Fukt, according to the website of the same name, means “moist” or “damp” in Scandinavian languages. And Fukt is, indeed, damp with inky pages of images. Run by editor Bjørn Hegardt and designer Ariane Spanier, Fukt (feel your tongue touch the roof of your mouth) with its subtitle, Magazine for Drawing, has been published annually since 2000.

The archive of contributors on the website is an amazing trove of creatives of all kinds, who challenge understanding of what drawing can be and do in a variety of unthinkable, unlikely and unknown ways. The Unknown is the theme of the current issue but the editors are also republishing the previously sold out, and still much sought after, Fukt #17 - The Words Issue. This features work from famous artists such as Sol LeWitt and Ed Ruscha alongside unexpected experiments with words and formats by lesser known image-makers. The latter include, tucked away at the back of the magazine, six-year-old Juni Spanier’s 2018 Post-It note protest work, I Don’t Want to Go to Swim Class.

Drawing is an early schooling in protest against conformity, a practice of self-assertion and self-expression, as anyone who ever saw themselves in the scrawl of band names on their copybooks.
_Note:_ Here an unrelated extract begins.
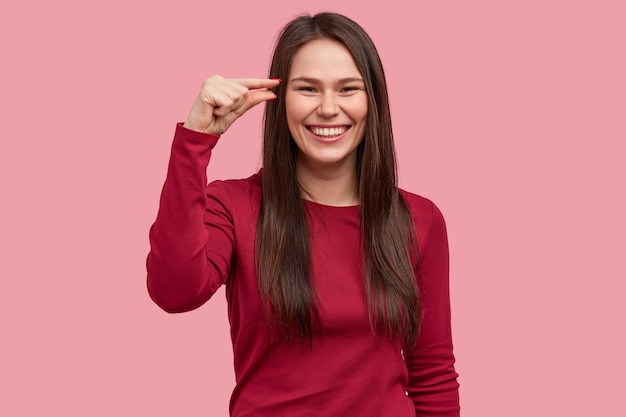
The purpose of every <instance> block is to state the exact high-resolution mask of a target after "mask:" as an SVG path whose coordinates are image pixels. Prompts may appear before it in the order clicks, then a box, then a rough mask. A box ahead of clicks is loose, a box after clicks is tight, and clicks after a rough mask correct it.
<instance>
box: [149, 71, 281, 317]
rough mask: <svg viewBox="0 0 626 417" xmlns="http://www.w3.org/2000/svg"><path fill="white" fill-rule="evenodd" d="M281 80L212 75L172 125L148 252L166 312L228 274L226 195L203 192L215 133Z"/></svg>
mask: <svg viewBox="0 0 626 417" xmlns="http://www.w3.org/2000/svg"><path fill="white" fill-rule="evenodd" d="M278 83H279V80H266V79H230V80H229V79H225V78H222V77H220V76H212V77H209V78H208V79H207V80H206V81H205V82H204V85H203V87H202V90H201V91H200V94H199V95H198V98H197V99H196V101H195V103H194V105H193V107H192V109H191V111H190V113H189V117H188V118H187V120H186V121H185V124H184V125H178V126H177V128H176V134H175V136H174V141H173V143H172V152H171V156H170V161H169V166H168V172H167V178H166V180H165V184H164V186H163V191H162V193H161V200H160V206H159V212H158V214H157V218H156V221H155V222H154V224H153V225H152V227H151V229H150V247H151V249H150V253H149V255H148V259H147V270H148V292H149V294H150V296H151V298H152V299H153V300H154V302H155V303H156V304H158V305H159V306H160V307H161V308H163V309H164V310H165V311H168V312H171V313H175V312H182V311H188V310H192V309H194V308H197V307H199V306H200V305H202V304H203V303H204V302H206V301H207V300H208V299H209V298H210V297H211V295H213V293H214V292H215V291H216V290H217V289H218V288H219V286H220V285H222V284H223V283H224V282H225V280H226V278H227V276H228V270H229V268H230V255H231V254H232V250H233V239H232V222H231V221H230V214H229V211H228V208H227V207H226V205H224V203H223V202H224V201H227V200H228V198H227V196H226V195H223V194H224V193H225V191H224V190H223V189H222V187H219V186H215V187H211V193H210V194H209V195H207V192H206V183H207V178H206V167H207V165H208V163H209V160H210V157H211V151H212V149H213V147H214V146H215V145H216V143H217V140H218V138H219V135H221V134H222V133H224V132H225V131H226V130H227V129H228V127H230V125H231V124H232V123H233V122H234V121H235V120H237V118H239V117H240V116H241V115H243V114H244V113H245V112H246V111H247V110H249V109H250V108H252V107H253V106H255V105H256V104H259V103H261V102H263V101H266V100H271V99H274V98H275V97H276V96H275V95H274V93H272V92H271V91H269V90H267V88H273V87H276V86H277V85H278ZM251 90H253V91H251ZM207 220H208V221H207ZM209 248H211V250H209ZM213 249H215V250H213ZM209 252H210V253H209Z"/></svg>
The Post-It note is an instant canvas to gather fugitive word-ideas in brainstorms and shopping-lists. On the other hand, Oakland-based artist Annie Vought’s paper cut-outs of words using an X-ACTO knife creates ornate tapestries, some taking thousands of hours to complete. They are made from words gathered from found notes and letters, or social media conversations, which Vought then observes like a psychoanalyst listening for pauses, diversions, misplaced emphases. As with the analyst who works with the negative space of the unsaid, Vought creates work such as The Author Is Revealed in Spite of Himself (2017) where thoughts and feelings appear together in dreamy dimensionality – that particular work is made with paper from her late father’s sketchbook. Absences speak louder as words.

A common feature of The Words issue is that the more one stretches words out (as with Pae White’s work), sticks them on floors and walls (Shantell Martin), or makes them stand-in for things in the world (Thomas Broomé), the more estranged words become from their familiar boundaries of typeface and page, then the more they speak meanings and knowledges hidden by the restrictive word formats of routine. Fukt #17 is where words have convened to remake and show themselves as those feelings, ideas and experiences, living in the negative space of everyday life.


John O'Reilly, writer and lecturer, University of the Arts London.